Home / Regulatory & Government / Scaled advice not worth the cost, say insurers
14 November 2011
The general insurance industry isn’t willing to provide personal advice on its products because it would be too expensive, according to the Insurance Council of Australia (ICA).
In a submission to the Australian Securities and Investments Commission’s (ASIC) consultative paper on scaled advice, ICA says a major part of the “delivery to market” cost in this distribution channel is call times.
“Consequently, minimising the call time helps the insurer [to] manage premium levels.”
“The niche brands that do provide personal advice currently have built the extra cost into their pricing and systems.”
The dominance of call centres for selling direct retail general insurance products is a “deciding factor” as to why insurers are reluctant to embrace scaled advice, ICA says.
Its members are also concerned about the difference between general and personal advice.
“As a result of this uncertainty, the majority of general insurers operate a no advice or general advice only model, with the exception of some niche brands,” ICA says in its submission.
“While guidance on the distinction between general advice and personal advice would be of assistance now, the general insurance industry is unlikely to invest in the systems changes and training required to commence giving scaled personal advice when the outcome of the Future of Financial Advice (FOFA) reforms is unknown.”

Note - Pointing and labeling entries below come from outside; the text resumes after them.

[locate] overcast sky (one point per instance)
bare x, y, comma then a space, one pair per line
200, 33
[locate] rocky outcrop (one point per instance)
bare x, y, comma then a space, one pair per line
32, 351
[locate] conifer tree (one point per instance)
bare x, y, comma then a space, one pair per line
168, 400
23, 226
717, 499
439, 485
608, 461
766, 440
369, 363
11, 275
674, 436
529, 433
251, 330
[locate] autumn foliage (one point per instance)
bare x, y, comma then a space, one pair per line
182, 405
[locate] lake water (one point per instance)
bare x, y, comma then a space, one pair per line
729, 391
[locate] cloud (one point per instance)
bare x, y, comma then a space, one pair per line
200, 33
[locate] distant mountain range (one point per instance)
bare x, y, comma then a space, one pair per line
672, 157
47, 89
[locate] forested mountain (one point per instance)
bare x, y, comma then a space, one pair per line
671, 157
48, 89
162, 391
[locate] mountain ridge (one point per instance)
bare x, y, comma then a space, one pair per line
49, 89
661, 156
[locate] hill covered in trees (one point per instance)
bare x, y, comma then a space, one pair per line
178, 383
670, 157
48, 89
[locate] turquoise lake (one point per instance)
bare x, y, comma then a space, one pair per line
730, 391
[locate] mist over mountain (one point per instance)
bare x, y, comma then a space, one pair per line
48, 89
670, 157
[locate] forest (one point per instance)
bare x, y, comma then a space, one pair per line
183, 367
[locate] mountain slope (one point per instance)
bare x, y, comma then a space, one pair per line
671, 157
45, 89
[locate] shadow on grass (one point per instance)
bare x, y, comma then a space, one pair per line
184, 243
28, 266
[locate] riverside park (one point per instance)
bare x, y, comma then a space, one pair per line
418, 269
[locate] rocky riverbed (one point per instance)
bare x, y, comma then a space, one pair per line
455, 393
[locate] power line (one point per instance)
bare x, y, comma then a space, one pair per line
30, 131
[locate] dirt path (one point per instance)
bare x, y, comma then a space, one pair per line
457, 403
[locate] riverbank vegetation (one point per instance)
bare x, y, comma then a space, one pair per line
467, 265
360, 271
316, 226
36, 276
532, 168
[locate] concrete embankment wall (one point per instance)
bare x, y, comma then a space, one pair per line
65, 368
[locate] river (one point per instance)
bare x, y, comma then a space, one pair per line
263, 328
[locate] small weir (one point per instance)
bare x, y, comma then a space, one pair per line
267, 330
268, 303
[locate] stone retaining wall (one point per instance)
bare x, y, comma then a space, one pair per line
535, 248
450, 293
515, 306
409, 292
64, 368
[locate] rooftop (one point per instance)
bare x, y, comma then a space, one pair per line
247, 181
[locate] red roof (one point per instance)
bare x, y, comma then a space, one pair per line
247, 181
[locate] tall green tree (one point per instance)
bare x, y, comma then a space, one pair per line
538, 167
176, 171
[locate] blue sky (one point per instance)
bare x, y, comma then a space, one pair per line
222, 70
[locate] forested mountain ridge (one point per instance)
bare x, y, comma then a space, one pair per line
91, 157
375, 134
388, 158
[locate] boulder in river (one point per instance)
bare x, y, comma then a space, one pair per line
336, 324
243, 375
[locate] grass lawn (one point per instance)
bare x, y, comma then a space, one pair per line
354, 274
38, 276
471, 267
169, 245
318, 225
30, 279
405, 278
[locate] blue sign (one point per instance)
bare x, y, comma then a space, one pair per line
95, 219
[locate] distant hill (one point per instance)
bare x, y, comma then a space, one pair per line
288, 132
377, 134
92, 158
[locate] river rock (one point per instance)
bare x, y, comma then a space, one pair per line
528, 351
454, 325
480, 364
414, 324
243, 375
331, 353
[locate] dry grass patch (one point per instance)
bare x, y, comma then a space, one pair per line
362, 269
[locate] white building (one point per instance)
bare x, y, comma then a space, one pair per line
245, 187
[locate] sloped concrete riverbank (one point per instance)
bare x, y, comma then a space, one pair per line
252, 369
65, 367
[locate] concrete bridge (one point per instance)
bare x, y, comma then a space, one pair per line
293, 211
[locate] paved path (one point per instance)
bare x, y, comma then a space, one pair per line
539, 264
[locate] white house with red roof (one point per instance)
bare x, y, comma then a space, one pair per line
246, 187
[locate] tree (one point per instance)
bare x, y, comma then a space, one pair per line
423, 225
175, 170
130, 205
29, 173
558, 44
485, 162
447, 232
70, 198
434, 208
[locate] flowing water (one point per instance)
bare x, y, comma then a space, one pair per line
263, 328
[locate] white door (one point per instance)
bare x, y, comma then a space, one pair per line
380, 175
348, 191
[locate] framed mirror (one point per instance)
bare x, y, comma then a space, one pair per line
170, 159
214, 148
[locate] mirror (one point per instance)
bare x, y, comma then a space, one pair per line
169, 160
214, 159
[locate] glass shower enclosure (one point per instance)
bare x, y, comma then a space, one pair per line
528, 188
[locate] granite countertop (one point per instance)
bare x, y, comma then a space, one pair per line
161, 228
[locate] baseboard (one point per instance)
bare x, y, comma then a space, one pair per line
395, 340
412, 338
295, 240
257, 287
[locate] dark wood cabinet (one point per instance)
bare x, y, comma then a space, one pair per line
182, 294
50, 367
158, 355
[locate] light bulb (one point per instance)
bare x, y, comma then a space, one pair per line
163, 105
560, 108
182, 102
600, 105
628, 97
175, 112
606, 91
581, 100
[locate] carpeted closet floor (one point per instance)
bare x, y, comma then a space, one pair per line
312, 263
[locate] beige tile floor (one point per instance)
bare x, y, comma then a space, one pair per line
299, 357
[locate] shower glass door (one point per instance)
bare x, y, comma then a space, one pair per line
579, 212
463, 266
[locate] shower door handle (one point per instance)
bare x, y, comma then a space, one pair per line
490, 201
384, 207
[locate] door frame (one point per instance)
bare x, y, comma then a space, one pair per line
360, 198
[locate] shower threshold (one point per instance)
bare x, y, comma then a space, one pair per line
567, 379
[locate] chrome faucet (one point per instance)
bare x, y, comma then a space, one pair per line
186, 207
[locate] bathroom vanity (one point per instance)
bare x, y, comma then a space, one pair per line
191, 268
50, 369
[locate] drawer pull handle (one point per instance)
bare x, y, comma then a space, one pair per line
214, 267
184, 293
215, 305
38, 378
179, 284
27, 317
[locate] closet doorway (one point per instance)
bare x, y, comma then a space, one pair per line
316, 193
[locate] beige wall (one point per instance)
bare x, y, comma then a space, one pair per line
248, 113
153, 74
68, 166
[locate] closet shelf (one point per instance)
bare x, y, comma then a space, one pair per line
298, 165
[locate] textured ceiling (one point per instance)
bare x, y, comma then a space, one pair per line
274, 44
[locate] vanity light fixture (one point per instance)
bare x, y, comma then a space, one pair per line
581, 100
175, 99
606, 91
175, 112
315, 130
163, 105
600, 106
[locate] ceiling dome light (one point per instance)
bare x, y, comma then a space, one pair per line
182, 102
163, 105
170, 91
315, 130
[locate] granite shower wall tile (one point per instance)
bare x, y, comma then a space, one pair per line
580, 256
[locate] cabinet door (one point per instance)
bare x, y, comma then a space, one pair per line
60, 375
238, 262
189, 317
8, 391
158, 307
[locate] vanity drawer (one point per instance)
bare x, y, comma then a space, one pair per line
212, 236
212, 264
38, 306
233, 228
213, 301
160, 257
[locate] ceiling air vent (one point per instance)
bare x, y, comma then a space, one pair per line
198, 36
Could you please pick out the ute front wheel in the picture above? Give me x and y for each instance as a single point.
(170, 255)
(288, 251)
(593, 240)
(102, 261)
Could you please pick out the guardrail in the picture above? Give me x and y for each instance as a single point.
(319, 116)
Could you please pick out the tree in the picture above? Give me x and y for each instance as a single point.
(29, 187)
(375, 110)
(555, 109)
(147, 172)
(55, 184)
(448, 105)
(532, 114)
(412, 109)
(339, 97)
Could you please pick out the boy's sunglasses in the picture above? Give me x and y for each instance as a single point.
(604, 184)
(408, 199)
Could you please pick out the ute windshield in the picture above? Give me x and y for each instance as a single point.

ICA says it’s difficult for general insurers to give advice on whether a product is appropriate to the individual without a fully developed personal advice model.
It argues call centre operators would have to train their consultants to remain strictly within their advice model rather than provide assistance on customers’ enquiries.
“The difficulty with managing this communication is a fundamental impediment to general insurers giving financial product advice,” ICA says. “Many broad risks are covered by retail general insurance policies and there may be exclusions attached to a number of them.
“It is not feasible in the cost-effective distribution of general insurance to have extensive discussion on each of these risk exposures.”
The council says it would be “prohibitively expensive” to script call centres for such discussions.
The Financial Planning Association (FPA) agrees that the more advice given, the higher the cost to the client.
In its submission to ASIC, the FPA says uncertainty surrounding scaled advice due to FOFA and the fear of prosecution has led to over-compliance for advisers. This is driving up the cost of advice.
“The cost of advice is a significant barrier to access for most Australians,” the association says.
“The more expensive advice is to provide, the more advisers look to high-net-worth clients in order to maintain the commercial viability of their business.”